国際金融協会が発表している世界の債務残高は、今年の3月末で324兆ドルとなった。
それが、一体どのくらい巨額かといっても、ちょっとイメージできない。
世界のGDP(国内総生産)に対して、325%ということだ。 つまり、世界経済の3.25倍もの借金なのだ。
とんでもない借金の額である。 この数字は、2009年には、215%だった。
ということは、リーマンショック後の世界的な金融緩和に乗って、世界経済1個分の借金が積み上がったことになる。
つまり、先進国中心にゼロ金利が横行していた間に、とんでもなく巨額の借金が膨れ上がったわけだ。
その中には、国の借金もあるし、個人や企業そして金融機関のものもある。
その金利だが、3年前にゼロ金利は終わった。 いまや米国の政策金利でいうと、4.25%~4.5%だ。
その金利を、トランプ大統領は下げろ下げろといっているが、それも米国内のインフレ懸念との綱引きとなる。
まあ、9月に政策金利を下げるとしても、せいぜい0.25%か0.5%ぐらいの引き下げだろう。
ということは、金利引き下げといったところで、米国において4%前後の金利水準は残る。
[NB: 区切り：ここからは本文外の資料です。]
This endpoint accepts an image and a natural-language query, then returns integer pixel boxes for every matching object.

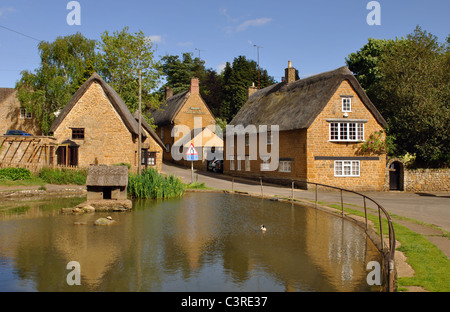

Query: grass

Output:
[324,203,450,292]
[128,169,184,199]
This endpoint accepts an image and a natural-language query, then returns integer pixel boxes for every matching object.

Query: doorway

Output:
[389,161,403,191]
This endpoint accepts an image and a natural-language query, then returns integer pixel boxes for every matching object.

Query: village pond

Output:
[0,193,381,292]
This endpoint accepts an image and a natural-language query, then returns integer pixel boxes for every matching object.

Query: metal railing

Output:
[232,175,395,292]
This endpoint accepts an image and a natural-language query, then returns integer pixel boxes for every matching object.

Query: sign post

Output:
[186,143,198,183]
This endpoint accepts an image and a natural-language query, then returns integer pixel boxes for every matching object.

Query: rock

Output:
[94,218,116,225]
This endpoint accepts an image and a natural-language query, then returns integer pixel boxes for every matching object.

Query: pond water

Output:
[0,193,381,292]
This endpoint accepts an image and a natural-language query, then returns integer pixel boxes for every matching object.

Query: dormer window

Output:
[342,97,352,113]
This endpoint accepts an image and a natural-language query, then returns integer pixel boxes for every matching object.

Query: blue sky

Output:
[0,0,450,87]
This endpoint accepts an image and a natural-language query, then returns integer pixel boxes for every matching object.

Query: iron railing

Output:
[232,175,395,292]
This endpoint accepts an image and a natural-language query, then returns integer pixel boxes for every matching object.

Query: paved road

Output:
[163,163,450,231]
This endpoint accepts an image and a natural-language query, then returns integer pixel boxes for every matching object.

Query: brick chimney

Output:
[247,82,258,99]
[284,61,295,84]
[166,87,173,100]
[190,78,200,95]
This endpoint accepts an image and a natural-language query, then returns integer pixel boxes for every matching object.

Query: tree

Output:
[221,56,275,121]
[16,33,97,134]
[97,27,161,112]
[347,27,450,167]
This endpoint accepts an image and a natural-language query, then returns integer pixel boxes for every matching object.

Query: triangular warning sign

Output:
[186,143,198,155]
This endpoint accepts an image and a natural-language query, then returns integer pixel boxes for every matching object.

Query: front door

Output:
[389,161,401,191]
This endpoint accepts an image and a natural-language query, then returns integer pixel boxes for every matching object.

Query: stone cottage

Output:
[50,73,164,171]
[152,78,223,169]
[224,62,386,190]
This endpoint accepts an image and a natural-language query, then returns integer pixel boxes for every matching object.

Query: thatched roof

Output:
[50,73,146,137]
[230,66,386,131]
[151,91,191,126]
[133,111,166,149]
[86,166,128,186]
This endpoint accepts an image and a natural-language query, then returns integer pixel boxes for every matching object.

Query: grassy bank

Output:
[0,168,87,186]
[128,169,185,199]
[328,204,450,292]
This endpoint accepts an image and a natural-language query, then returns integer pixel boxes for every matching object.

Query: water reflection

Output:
[0,193,381,291]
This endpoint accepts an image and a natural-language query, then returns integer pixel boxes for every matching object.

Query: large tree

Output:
[221,56,275,121]
[98,27,161,112]
[16,33,96,134]
[346,27,450,167]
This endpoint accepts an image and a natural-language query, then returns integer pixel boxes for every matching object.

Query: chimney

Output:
[190,78,200,95]
[284,61,295,84]
[166,87,173,101]
[247,82,258,99]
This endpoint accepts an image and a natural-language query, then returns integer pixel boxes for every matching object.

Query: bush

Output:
[39,168,87,185]
[128,169,184,199]
[0,168,31,181]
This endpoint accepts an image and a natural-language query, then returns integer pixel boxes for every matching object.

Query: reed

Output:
[128,169,184,199]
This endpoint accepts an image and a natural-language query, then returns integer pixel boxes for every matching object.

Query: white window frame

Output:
[260,156,270,171]
[342,97,352,113]
[245,156,250,171]
[334,160,361,177]
[278,160,292,172]
[228,156,235,170]
[329,122,364,142]
[236,156,242,171]
[20,107,33,119]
そうなると、ゼロ金利時代に積み上がった米国の借金だが、その借り換え時には大きな負担となるはず。
なのに、そのあたりの問題が、さっぱり浮上してきていない。 それは、一体なぜなんだろう?
むしろ、米国株が高値追いしているように、金融緩和の楽観が横行している。
日本でみても、長期金利がじわじわと上がってきており、最近それに対する警戒感が報道されてはいる。
それでも、先進国でも最悪を独走している日本の財政赤字(対GDP比)ひとつとっても、落ち着いたものである。
巨額の借金にも、インフレや金利上昇にも、世界は鈍感になってしまったのか?
このまま、モラルハザードに対する警戒意識がどこかへ消え去って、現状が続くと楽観に浸っていていいのだろうか?
いつの経済でも、行き過ぎはあっても、どこかで正常へ戻ろうとするエネルギーが働く。
それが、どんな形で噴き上がるか、楽しみに待つことにしよう。